Scientists in the U.S. demonstrated a sodium-ion battery with no anode, that retained 99.93% of its initial capacity per cycle. Their design was able to overcome many of the stability issues associated with using ‘pure’ alkali metals in batteries, thanks to carefully minimizing water content in the liquid electrolyte.

Anode-free batteries, or those incorporating alkali-metal anode materials, present one of the many possible pathways to improvement in battery technology. This type of battery though tends to show serious issues with stability, and the formation of dendrites quickly leads to short-circuiting or heavy performance loss.

Solid-state batteries, most often incorporating lithium-metal anodes are being heavily investigated as a solution to this.
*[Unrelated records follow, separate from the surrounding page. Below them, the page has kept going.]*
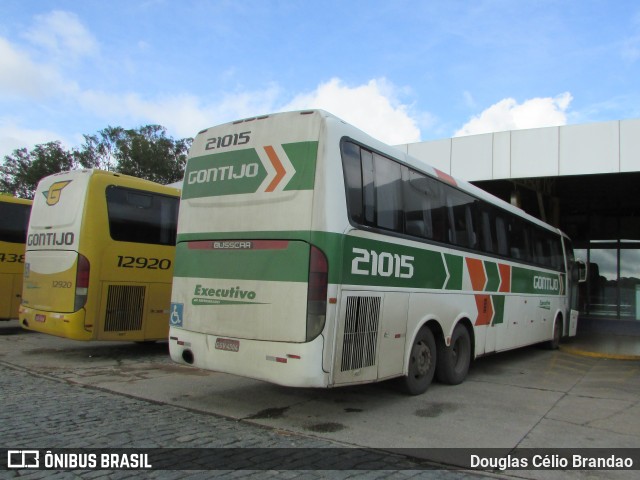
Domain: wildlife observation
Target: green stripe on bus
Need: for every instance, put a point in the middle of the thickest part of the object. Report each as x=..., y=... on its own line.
x=493, y=277
x=396, y=266
x=302, y=156
x=455, y=268
x=498, y=308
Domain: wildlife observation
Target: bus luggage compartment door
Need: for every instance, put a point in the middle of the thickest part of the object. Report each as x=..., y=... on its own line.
x=371, y=336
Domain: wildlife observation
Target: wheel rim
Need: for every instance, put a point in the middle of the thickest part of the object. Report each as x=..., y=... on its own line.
x=421, y=358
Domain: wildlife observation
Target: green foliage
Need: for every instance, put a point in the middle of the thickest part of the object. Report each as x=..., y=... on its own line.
x=145, y=152
x=21, y=171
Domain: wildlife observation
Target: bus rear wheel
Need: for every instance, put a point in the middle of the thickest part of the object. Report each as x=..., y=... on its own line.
x=554, y=343
x=454, y=360
x=422, y=363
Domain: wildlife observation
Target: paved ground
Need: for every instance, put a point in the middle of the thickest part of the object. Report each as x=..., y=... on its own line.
x=59, y=393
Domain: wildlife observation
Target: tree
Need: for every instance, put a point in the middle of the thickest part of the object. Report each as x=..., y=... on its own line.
x=22, y=170
x=145, y=152
x=148, y=153
x=99, y=151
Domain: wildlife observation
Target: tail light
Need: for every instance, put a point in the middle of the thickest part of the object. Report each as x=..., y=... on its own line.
x=82, y=282
x=317, y=293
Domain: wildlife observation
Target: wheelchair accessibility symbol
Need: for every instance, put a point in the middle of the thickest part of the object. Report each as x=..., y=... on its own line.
x=175, y=319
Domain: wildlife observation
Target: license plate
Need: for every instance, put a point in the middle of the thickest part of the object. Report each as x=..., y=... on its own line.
x=227, y=344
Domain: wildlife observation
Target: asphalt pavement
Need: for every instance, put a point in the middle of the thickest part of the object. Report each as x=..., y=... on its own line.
x=58, y=393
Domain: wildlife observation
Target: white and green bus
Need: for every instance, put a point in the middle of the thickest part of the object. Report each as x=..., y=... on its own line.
x=311, y=255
However, scientists led by Washington University in St. Louis (WUS) working with a liquid-electrolyte-based sodium-ion battery have demonstrated a new approach that allowed them to fabricate a working anode-free battery that showed impressive stability. “…the problem has been, with this well-known chemistry, no one ever showed this anode-free battery can have a reasonable lifetime,” explained WUS assistant professor Peng Bai. “They always fail very quickly or have a very low capacity or require special processing of the current collector.”

The battery designed at WUS is described in the paper Dynamic Interfacial Stability Confirmed by Microscopic Optical Operando Experiments Enables High‐Retention‐Rate Anode‐Free Na Metal Full Cells, published in Advanced Science. It comprised a copper foil current collector at the anode side, a sodium-vanadium-based cathode, and a sodium-fluorophosphate liquid electrolyte.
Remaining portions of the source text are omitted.